The termination or retention of Benn, though, is not the critical issue at stake here. What's worrisome is the PM's treatment of the issue. Firstly, when he was badgered by my colleagues at his weekly news conference two weeks ago, he blurted out something about a merger of UTC and FCB. Pressed to elaborate, he said the suggestion came from a private citizen. Now that was sure to send journalists a-hunting, as we did. What followed was even more disturbing. Certain radio stations called on people to "take out your money from the clutches of the PNM" (meaning the UTC), and others dubbed the sugar workers, who had invested more than $250 million of their VSEP money in the ADB/UTC plan, fools and "traitors to their kind".

It is a miracle that there was no run on the UTC, although I understand withdrawals in the days following the PM's remarks were higher than usual. Last week, Manning further eroded confidence of unit-holders when he alluded to "amending the law" if Government decided that was the way forward. That only exacerbated the impasse since the last thing people who invested their money in the UTC wanted was Government interference.
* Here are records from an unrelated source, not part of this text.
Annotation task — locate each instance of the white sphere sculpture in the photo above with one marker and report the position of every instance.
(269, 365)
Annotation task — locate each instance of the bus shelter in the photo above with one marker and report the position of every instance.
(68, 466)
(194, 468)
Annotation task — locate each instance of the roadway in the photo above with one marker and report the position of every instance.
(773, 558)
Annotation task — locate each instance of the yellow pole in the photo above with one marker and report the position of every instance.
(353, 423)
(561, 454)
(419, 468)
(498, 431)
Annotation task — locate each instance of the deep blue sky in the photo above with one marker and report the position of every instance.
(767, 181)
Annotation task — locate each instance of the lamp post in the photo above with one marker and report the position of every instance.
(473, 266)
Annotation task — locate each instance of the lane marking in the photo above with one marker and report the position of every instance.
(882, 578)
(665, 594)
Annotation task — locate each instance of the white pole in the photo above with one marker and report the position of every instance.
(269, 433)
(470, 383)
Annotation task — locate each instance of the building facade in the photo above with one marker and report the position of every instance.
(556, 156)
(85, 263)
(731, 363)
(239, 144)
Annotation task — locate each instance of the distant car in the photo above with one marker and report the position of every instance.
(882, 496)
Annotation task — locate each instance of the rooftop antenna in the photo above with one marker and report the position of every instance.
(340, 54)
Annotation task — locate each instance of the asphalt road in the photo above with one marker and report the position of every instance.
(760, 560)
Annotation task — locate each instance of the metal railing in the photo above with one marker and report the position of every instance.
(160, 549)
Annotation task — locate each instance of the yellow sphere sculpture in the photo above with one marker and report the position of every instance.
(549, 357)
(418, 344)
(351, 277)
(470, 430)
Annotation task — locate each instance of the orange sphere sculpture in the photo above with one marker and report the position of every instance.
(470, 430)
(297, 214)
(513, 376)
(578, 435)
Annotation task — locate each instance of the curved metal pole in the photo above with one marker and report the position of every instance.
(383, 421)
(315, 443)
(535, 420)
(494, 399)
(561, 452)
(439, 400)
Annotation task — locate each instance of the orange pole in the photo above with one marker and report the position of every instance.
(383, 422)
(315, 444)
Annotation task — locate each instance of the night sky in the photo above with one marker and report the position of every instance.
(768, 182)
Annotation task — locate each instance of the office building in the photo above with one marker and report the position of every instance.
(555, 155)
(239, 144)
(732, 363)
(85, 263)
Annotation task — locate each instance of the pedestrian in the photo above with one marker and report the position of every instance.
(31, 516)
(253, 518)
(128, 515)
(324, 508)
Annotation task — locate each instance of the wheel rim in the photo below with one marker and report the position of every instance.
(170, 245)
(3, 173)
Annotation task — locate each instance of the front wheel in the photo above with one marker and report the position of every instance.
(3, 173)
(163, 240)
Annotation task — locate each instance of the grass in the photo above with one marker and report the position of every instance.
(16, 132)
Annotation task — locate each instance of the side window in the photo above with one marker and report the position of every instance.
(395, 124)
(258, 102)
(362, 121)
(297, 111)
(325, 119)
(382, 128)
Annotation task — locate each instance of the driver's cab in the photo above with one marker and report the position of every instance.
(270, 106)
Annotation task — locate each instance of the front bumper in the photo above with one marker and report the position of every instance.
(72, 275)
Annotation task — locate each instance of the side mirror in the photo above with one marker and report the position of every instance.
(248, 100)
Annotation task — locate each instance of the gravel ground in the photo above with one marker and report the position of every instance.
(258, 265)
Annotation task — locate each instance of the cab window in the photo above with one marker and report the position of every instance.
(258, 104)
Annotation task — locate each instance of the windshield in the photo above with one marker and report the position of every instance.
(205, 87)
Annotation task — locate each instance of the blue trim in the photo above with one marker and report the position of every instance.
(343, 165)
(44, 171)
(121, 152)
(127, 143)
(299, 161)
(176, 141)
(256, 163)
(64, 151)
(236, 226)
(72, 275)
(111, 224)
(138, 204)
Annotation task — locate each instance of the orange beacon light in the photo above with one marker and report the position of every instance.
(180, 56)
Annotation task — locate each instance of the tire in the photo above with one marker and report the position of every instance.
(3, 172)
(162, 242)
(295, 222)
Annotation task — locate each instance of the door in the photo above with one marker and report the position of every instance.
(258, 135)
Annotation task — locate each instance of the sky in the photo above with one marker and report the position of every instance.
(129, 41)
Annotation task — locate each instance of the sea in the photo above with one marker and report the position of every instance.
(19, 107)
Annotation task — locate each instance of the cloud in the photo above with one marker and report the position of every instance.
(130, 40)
As a columnist who is also a journalist and was at one time an editor, I was schooled in just how to handle matters pertaining to financial institutions. Such institutions rely purely on their clients' trust and confidence in them to remain in business. If one plants any doubts about aspects of their operations, one could do irreparable damage to a bank or other financial institution. So on occasion, what looked like a good story had to be killed in the public interest. Manning, as Minister of Finance should be acutely aware of that. And when he speaks in his capacity as Prime Minister, his words carry infinitely more weight than Shah's or John Public's. Which is why he should immediately desist from taking this UTC/FCB merger talk any further, at least in public.

Instead, the Prime Minister should look at legislation that was laid in Parliament since the year 2000, but which is yet to be debated. The proposal is to repeal the existing Unit Trust Act and enact new legislation to give life to a new company, Unit Trust Holdings. My understanding of the proposed legislation is that it will enable all unit holders to become shareholders in the new company, which will have two subsidiaries, The UTC Financial Services Ltd and UTC Trust Services Ltd. Unit holders were briefed on this proposal by then chairman Judy Chang at the institution's annual meetings between 1999 and 2002. And they were receptive to the idea.

Mr Manning will be doing us a service by saying nothing more on this "merger" talk and focusing instead on strengthening one giant of which we can be very proud, the UTC.